Bagdan, Corinne A.¹, S. George Pemberton²
(1) Husky Energy Inc, Calgary, AB
(2) University of Alberta, Edmonton, AB

ABSTRACT: Karst Breccia and Bank Collapse Breccia; Implications for Reservoir Characterization of the McMurray Formation, Alberta, Canada

The Athabasca Oil Sands, hosted by the Lower Cretaceous (Aptian/Albian) McMurray Formation, is the largest of several related oil sands deposits in northeastern Alberta, Canada. Together these constitute the world's largest accumulation of hydrocarbons, with estimated reserves of over 1.3 trillion barrels of bitumen in-place. The stability of the oil and gas industry of Alberta increasingly relies on the exploitation of this resource.

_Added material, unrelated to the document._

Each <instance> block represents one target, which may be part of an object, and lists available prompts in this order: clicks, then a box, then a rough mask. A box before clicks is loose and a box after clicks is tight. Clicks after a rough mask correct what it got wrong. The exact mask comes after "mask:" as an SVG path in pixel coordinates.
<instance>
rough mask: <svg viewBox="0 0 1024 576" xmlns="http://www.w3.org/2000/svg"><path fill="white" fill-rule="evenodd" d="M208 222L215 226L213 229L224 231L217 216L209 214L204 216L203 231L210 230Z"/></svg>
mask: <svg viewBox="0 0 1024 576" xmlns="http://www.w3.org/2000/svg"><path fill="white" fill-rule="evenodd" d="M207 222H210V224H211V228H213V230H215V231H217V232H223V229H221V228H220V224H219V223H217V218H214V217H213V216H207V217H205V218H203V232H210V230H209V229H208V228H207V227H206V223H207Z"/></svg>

The McMurray Fm. consists dominantly of unconsolidated sand and semi-indurated shales, which become brecciated when disturbed. In northeast Athabasca, karstification of Devonian carbonates that subcrop beneath the McMurray Fm. has resulted in collapse structures infilled with typically unstratified and often chaotic McMurray sediments. This variability is a complicating factor in identifying hydrocarbon reservoir potential. Karst infill dominated by sand is identified as a potential future exploration play in the McMurray Fm.
Bank collapse breccias may nevertheless possess good bitumen saturation in the sand matrix. Incorporated shale clasts increase the gamma ray response and lower the resistivity response on geophysical well logs. Therefore localized bank collapse breccias cannot be reliably distinguished from regionally continuous stratified shale intervals using standard well logs alone. This can result in downgrading potential pay. Only visual examination of core (or an FMI log) can differentiate the two facies.

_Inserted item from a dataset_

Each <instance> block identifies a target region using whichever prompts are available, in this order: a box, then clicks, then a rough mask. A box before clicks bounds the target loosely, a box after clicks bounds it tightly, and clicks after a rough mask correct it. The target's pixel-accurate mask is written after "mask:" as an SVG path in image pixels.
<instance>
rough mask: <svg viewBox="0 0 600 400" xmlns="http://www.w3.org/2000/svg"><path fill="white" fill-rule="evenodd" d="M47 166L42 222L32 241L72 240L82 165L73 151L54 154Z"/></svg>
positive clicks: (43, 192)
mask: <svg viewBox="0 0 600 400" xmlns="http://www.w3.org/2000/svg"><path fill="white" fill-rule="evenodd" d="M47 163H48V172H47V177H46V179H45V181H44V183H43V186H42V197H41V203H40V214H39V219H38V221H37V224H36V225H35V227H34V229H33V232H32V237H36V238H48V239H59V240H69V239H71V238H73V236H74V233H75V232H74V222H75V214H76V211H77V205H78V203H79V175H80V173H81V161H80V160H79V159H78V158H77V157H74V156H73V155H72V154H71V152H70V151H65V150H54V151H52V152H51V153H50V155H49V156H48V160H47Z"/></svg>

Karst collapse structures infilled by McMurray sediments have been well documented, but their reservoir potential has not been critically evaluated due to limits of current technology. Bank collapse breccias are recognized as a significant component of McMurray deposition, but the mechanisms generating the facies have not been well studied.

AAPG Search and Discovery Article #90026©2004 AAPG Annual Meeting, Dallas, Texas, April 18-21, 2004.